Firstly, regarding the drive age question:
I agree with the not-broke sentiment above, however I suggest a couple of things to do to reduce your risk of sudden catastrophic failure.
1) pre-clear the disk. This basically just smashes the drive with I/O for an extended period and uncovers bad sectors in the process. (http://lime-technology.com/forum/index.php?topic=2817.0)
2) run something like 'stablebit scanner' on drives that already have data to 1) review SMART data in an understandable way and 2) find bad sectors.
I ended up having to bin 3 drives after these steps cause they weren't up to snuff
Ultimately, I went with FlexRAID for my backup solution for a few reasons which I think may answer your question:
1) It runs on windows and has a GUI
2) it has a number of smart data protection technologies built in (http://snapraid.sourceforge.net/compare.html)
3) It removes some of the drawbacks of keeping backups on proprietary RAID systems, as discussed below;
4) You can use drives that you have lying around to create the backup array and use all their capacity towards the array (either storage or parity protection)

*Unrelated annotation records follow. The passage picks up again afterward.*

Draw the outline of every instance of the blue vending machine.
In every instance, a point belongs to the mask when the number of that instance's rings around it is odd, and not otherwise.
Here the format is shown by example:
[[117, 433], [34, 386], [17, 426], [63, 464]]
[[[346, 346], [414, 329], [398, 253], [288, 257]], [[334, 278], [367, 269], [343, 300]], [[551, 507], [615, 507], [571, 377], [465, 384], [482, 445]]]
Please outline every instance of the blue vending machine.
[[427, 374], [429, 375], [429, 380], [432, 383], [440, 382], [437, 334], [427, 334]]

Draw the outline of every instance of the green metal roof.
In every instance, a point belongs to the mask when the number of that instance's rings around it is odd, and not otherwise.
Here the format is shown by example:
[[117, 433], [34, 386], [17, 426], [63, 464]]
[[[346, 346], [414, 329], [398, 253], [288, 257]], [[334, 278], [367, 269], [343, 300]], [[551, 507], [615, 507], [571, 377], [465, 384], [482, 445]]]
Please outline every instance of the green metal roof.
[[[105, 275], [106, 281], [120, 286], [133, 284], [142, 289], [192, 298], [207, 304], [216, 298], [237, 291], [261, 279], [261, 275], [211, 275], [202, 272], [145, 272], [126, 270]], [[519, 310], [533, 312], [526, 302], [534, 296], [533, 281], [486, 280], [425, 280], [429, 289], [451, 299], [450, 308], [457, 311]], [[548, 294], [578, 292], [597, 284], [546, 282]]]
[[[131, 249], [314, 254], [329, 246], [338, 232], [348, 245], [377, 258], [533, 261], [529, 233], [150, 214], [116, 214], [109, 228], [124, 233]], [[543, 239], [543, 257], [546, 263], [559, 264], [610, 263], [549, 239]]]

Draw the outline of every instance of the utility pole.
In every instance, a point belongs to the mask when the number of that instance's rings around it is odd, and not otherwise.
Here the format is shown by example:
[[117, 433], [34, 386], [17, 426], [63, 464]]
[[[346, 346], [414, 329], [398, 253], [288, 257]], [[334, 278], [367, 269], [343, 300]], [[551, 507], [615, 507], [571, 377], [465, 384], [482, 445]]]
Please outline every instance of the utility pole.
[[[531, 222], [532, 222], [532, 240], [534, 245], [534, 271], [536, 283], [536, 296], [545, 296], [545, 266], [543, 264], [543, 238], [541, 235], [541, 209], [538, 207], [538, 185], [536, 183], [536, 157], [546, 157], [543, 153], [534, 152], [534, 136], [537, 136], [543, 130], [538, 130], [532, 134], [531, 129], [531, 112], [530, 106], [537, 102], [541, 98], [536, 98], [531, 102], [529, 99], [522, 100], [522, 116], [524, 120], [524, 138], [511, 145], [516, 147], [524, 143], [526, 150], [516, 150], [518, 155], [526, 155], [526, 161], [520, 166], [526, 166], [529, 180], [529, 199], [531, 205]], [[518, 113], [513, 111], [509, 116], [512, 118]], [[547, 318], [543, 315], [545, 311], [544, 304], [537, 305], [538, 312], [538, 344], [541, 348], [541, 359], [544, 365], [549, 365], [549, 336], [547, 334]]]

5) It has additional levels of "protection" that are nice compared to something like RAID 5:
you can un-fail drives if they get dropped from the array but actually have nothing wrong with them
if your array screws up for some reason, you can access the remaining files on the drives using windows, without fancy recovery software
Ditto the above if the controller/mobo dies. If this happens with a hardware solution you need to find the exact same controller with exact same firmware if you need to recover the array
I personally consider these things combined as more than 2 levels of protection for my data: 1) Netgear NAS 2)FlexRAID parity to recover 1 failed drive 3) recovery of remaining data in a standard windows environment if it all really hits the fan.
Hope this provides some insight for you.